Hartman effect, time-delays, and the non-spatial nature of quantum particles

TL;DR

The paper investigates the Hartman effect in quantum tunneling, showing that the transmission time-delay $\tau_{\rm tr}(E)$ can exhibit superluminal-like behavior with $\tau_{\rm tr}(E) = -\frac{2a}{v}[1 + O(1/a)]$, while the effective velocity inside the barrier, $v_{\rm eff}=\frac{2(a+b)}{T_{\rm tr}}$, diverges as the barrier width grows. By defining conditional time-delays via the scattering matrix and projection operators, the authors derive exact relations such as $\tau_{\rm tr}(E)=\tfrac{1}{2}(\tau_{\rm re}^{\rm left}(E)+\tau_{\rm re}^{\rm right}(E))$, which for symmetric barriers reduces to $\tau_{\rm tr} = \tau_{\rm re}$. The conundrum that a tunneling particle seemingly traverses a forbidden region is resolved by interpreting the tunneling entity as non-spatial, actualizing in space only upon detection; this view is framed within the Conceptuality Interpretation, where non-spatiality corresponds to abstractness and spatial concreteness arises at measurement. The work thus argues that the tunneling process provides strong evidence for a non-spatial, foundationally conceptual quantum reality, with broader implications for quantum foundations and cognitive-analogy interpretations.

Abstract

The phenomenon of quantum tunneling remains a fascinating and enigmatic one, defying classical notions of particle behavior. This paper presents a novel theoretical investigation of the tunneling phenomenon, from the viewpoint of Hartman effect, showing that the classical concept of spatiality is transcended during tunneling, since one cannot describe the process as a crossing of the potential barrier. This means that quantum tunneling strongly indicates that quantum non-locality should be understood as an aspect of quantum non-spatiality. It is also emphasized that according to the Conceptuality Interpretation of quantum mechanics, a non-spatial state should be understood as an abstract state of a conceptual-like entity, which only when it reaches its maximum degree of concreteness, during the wave-function collapse, can enter the spatiotemporal layer of our physical reality.

Figures (2)

• Figure 1: A potential barrier whose region of constant height $V_0$ has width $2a$, while the left and right transition regions have each width $b$, hence $V(x)$ has its support in the interval $[-a-b,a+b]$, contained in a larger interval $[-R,R]$, $R>a+b$, which is the one considered for the calculation of the time-delay.
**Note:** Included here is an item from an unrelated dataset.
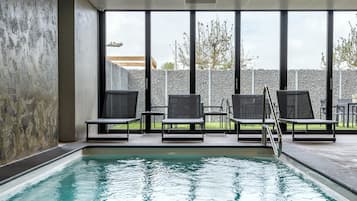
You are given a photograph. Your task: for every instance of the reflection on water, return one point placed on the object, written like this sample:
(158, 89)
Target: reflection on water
(170, 178)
If the energy $E={1\over 2}mv^2$ of a classical particle coming from the left is strictly below the barrier height, $E<V_0$, it can only reach point $x=-a-s_0$, with $V(-a-s_0)-E=0$, before being reflected back.
• Figure 2: Unlike the reference entity that evolves freely, the potential region for which $E-V(x)<0$ remains inaccessible both to the reflected and the transmitted (tunneling) entities. Outside of this inaccessible region, the scattering entities interact for the same amount of time, on average, with the transition regions, whether they are ultimately reflected or transmitted. In the first case, they interact twice with the left transition region (assuming they come from the left), in the second case they interact once with both transition regions, which are here identical being the barrier symmetric. For non-symmetric barriers, the same applies if one considers an average over the processes where the entity approaches the barrier from the left and from the right, respectively, as per (\ref{['time-relation']}).